Segala yang terjadi pada bangsa Yehuda secara fisik, yaitu kekalahan perang, keterserakan, pembuangan dan sebagainya, adalah akibat dari kehidupan spiritual yang bejat pada masa lalu. Allah sengaja membangkitkan bangsa yang besar, yaitu Babel menjadi hukuman sekaligus nantinya Allah juga akan menyiapkan suatu generasi baru yang rohani.

 

Melihat kedaulatan Allah

Jika di teliti lebih lanjut, perikop pemulihan bangsa Yehuda tersebut sebenarnya menekankan “kedaulatan TUHAN”. Pernyataan fase “dan kamu akan mengetahui bahwa Akulah TUHAN” muncul sebanyak 3 kali (ayat 6b, 13a, 14b). Selanjutnya frase “beginilah Firman TUHAN” ternyata muncul sebanyak 4 kali (ayat 4, 5, 9, 12). Para penafsir melihat fase-fase yang berkaitan dengan kedaulatan Allah ini sangat penting karena berkaitan dengan kekalahan bangsa Israel yang bukan hanya berakibat bagi bangsa Yehuda saya tetapi berkaitan dengan nama baik Allah yang mereka sembah.

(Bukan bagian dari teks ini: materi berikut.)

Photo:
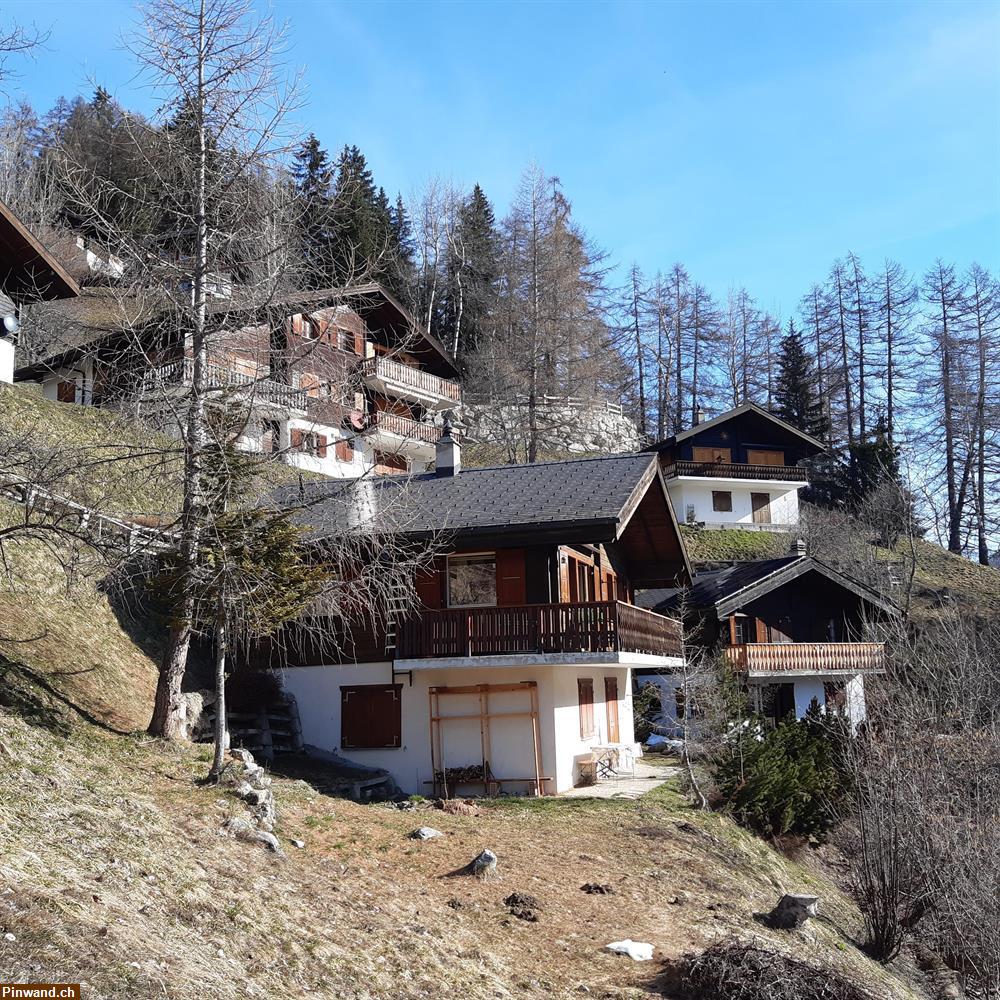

Jadi kekalahan bangsa Yehuda bukan hanya sekedar berdampak secara fisik, tetapi juga bercampak spiritual, khususnya kuasa atau eksistensi TUHAN Allah Israel. Sebab jika suatu bangsa kalah dalam peperangan, pemikiran kuno beranggapan bahwa dewa atau allah bangsa itu tidak lebih berkuasa dari dewa atau allah bangsa yang menang. Dengan kata lain TUHAN (yang dimaksud di sini adalah YHWH sebagai Allah Israel) tidak lebih berkuasa atas dewa Marduk atau yang lainnya.

Melalui penglihatan tersebut, Allah ingin menunjukan kedaulatan dan kuasanya kepada umat-Nya. Tulang belulang menjadi tentara yang besar adalah karena Allah. Tubuh-tubuh yang mati menjadi hidup juga karena Roh Allah. Allah memberikan pengharapan sejati dalam kedaulatan dan kuasa-Nya bagi bangsa Yehuda dan Israel supaya mereka menjadi umat-Nya dan TUHAN menjadi Allah mereka sehingga umat harus bergantung kepada Dia.

Aplikasi

Melalui perikop tersebut setiap orang percaya belajar bahwa tetap berdaulat atas kehidupan setiap orang. Ketika kesesakan yang sangat besar terjadi bukan berarti Allah meninggalkan kita. Justru dengan penderitaan Allah mampu memulihkan kita secara total meskipun dahulu kita adalah pemberontak. Tetapi kita melihat kasih Allah lebih besar dari segalanya sehingga kita dipulihkan dan memiliki pengharapan sejati kepada Dia. Jika penderitaan terjadi dan tidak ada jalan keluar, maka mata kita harus melihat Allah dan bukan beralih daripada-Nya. Bangsa Yehuda telah dipulihkan Allah, saat inipun Allah mampu memulihkan kita baik jasmani dan rohani. Ketika Allah sudah berjanji maka akan tergenapi dan jika Allah bertindak maka tidak ada kuasa yang menghalangi. Tuhan mengasihi kita. Amin.